Clock timing on atmega32

Thread Starter

clintonb

Joined Mar 6, 2011
52
I used my atmega32 out of the box and I programmed it in winavr. I noticed it was really slow and I found out that apparently it is set to run on an 8mhz internal clock that is divided by 8 by default in the fuse bits.

I changed the makefile F_CPU to 1000000 and things worked as normal because it was infact running at 1mhz. I setup a clock and factored it by 1024 in the register giving 1000 ticks per second or millisecond intervals. I counted up to 1000 of these ticks and it did in fact give 1 second.

I now want more than just 1mhz and would like to not divide by 8. I used the calculator and removed the divide by 8 to get back to 8mhz. My program then did not run but I then changed the F_CPU to 8000000 and just like that it ran which I would expect.

I expected to have to go and change my code to cater for the faster clock count but I didn't have to? The program still reads the TCNT value and the timer factors by 1024 and counts to 1000 for the old second, I would have expected this to increment faster because it counts up 8 times faster.
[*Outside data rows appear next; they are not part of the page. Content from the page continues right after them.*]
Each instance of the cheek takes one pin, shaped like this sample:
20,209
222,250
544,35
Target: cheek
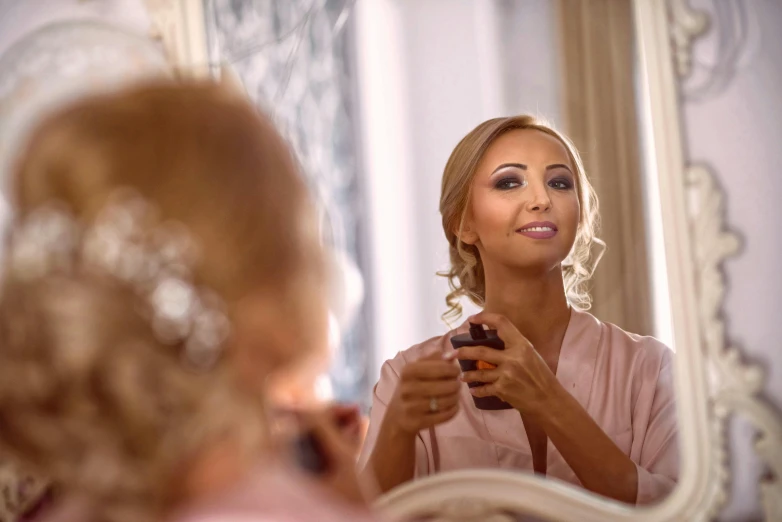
491,215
Am I misunderstanding something about timing?
 

kubeek

Joined Sep 20, 2005
5,795
It would be nice if you could post your actual code.
But as I recall the timers should be tied to Fcpu, so the changed fuse should affect them as well.
 

Thread Starter

clintonb

Joined Mar 6, 2011
52
It would be nice if you could post your actual code.
But as I recall the timers should be tied to Fcpu, so the changed fuse should affect them as well.
I thought the F_CPU was linked only to the timing functions inside the program such as _delay_ms() etc. If you didn't know the cpu speed you couldn't work a delay. I'll try post the code in a minute but its just a timer with 1024 prescalar and an interrupt.
 

Robartes

Joined Oct 1, 2014
57
F_CPU is used by libavr to calculate the timing for _delay_ms() and delay_us(), indeed. It does not do anything to influence the speed of the timers - that is determined by the combination of clock source and prescaler. If your clock source (in the vast majority of cases this is your system clock) is faster, the timer will count faster.
 

kubeek

Joined Sep 20, 2005
5,795
Sorry for misleading you, what i actually meant was ClkCPU, not the FCPU constant defined in C code. In other words the counter should increment with every 1024 cycles of the cpu, if you have the prescaler set to 1024.
 

Thread Starter

clintonb

Joined Mar 6, 2011
52
It took a while to get to the bottom of this so I'll post the approach and problem if it can be of any help to a newbie like myself.

The problem was that I thought I had set my speed to 8mhz but the timer ticked slower than expected.

I created a simple program that just had a main code section that just dispalys TCNT1 onto the dispaly and then clears sets it to 0. The program dispayed approximately twice every second and dispayed 895 each cycle. This meant it ticked at +-1600 ticks per second. If you multiply this by 1024 precalar it came to what looks more like 2mHz. I looked on the web and found a more reliable calculator

http://www.engbedded.com/fusecalc/

That gives the fuse settings for avrdude. I now set the fuse settings and the makefile to 8mHz and the program runs as expected. JUST make sure that SPIEN is ticked before you apply the settings otherwise you won't be able to program it using you serial programmer.